For a small dataset that fits on the GPU, the loading time is not a problem, since I only need to load it and put it on the GPU once (in the beginning of the training).
However, for a larger dataset that I’m planning to use, which doesn’t fit on the GPU, and not in RAM either, a naive solution would consist of loading a part of the training set (as much as can be loaded at once), training once with each example in that part, before discarding it and loading the next part, and so on until the entire training dataset had been loaded and trained with once, then that would be repeated every epoch. This would mean that all training data would suddenly need to be reloaded from disk onto the GPU every epoch, which would mean that over 90% of the time during each epoch would be spent loading data, and very little time would be spent doing actual training, which would make each epoch much less time efficient.

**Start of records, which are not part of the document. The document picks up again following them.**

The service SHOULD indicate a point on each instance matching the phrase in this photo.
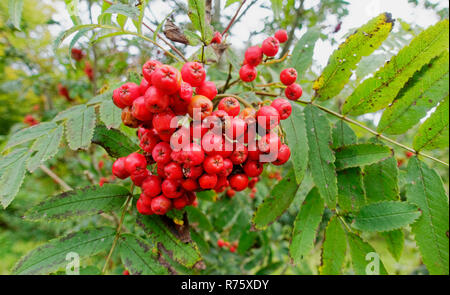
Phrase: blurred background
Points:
(36, 83)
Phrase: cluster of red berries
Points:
(205, 150)
(224, 244)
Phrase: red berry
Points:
(283, 107)
(119, 170)
(293, 91)
(248, 73)
(230, 105)
(181, 202)
(239, 182)
(217, 38)
(253, 168)
(151, 186)
(288, 76)
(135, 163)
(270, 46)
(161, 153)
(161, 205)
(172, 188)
(186, 92)
(140, 111)
(193, 73)
(208, 181)
(167, 78)
(281, 36)
(284, 153)
(213, 164)
(143, 208)
(268, 117)
(156, 100)
(254, 56)
(149, 68)
(208, 89)
(173, 171)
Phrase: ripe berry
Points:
(173, 171)
(230, 105)
(167, 78)
(156, 100)
(253, 168)
(200, 107)
(143, 208)
(281, 36)
(149, 68)
(270, 46)
(119, 170)
(193, 73)
(161, 205)
(268, 117)
(180, 203)
(217, 39)
(213, 164)
(208, 181)
(248, 73)
(135, 163)
(151, 186)
(239, 182)
(140, 111)
(283, 107)
(186, 92)
(254, 56)
(161, 153)
(172, 188)
(293, 91)
(288, 76)
(208, 89)
(284, 153)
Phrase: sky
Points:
(360, 11)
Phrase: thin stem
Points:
(119, 229)
(234, 18)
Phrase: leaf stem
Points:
(119, 229)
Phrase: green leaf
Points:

To remedy this slightly, I have come up with two ideas:
-
The training data could be shuffled (so that two consecutive training examples aren’t correlated) and stored on the disk in chunks (netCDF files or npy files using NumPy’s save function), small enough to fit on the GPU. Each chunk could then be loaded and used for training several times (maybe 10 or 20 times) before it is discarded and a new chunk is loaded. That way, the time spent on actual training during each epoch could be bumped from a few percent to maybe 50% or more. One risk I see with this method, though, is that the network could get almost a bit overtrained on the current part, since you use it multiple times, before switching to a new part, and the more times you train on the same part, the less effective each “epoch” (mini epoch?) on that part is going to be. I don’t know how much this affects performance in practice, though.
-
Multiple GPUs could be used, and the training data could be split and stored in a distributed fashion across all GPUs. However, this means that the weights of the network have to be synced between the GPUs in some way (which I’m sure is possible; I just don’t know how). (It also means that I need to have access to many GPUs at once, and although I’m on a computer cluster, it is still up to the job scheduler whether I will be granted the number of GPUs I’m requesting.) Are there any good guides about how to train a neural network on multiple GPUs in PyTorch?
Maybe a combination of these two ideas could be used.
But do these ideas sound reasonable, or are there better ways? Is there any recommended way to go about training with large datasets when using PyTorch? How is it usually tackled?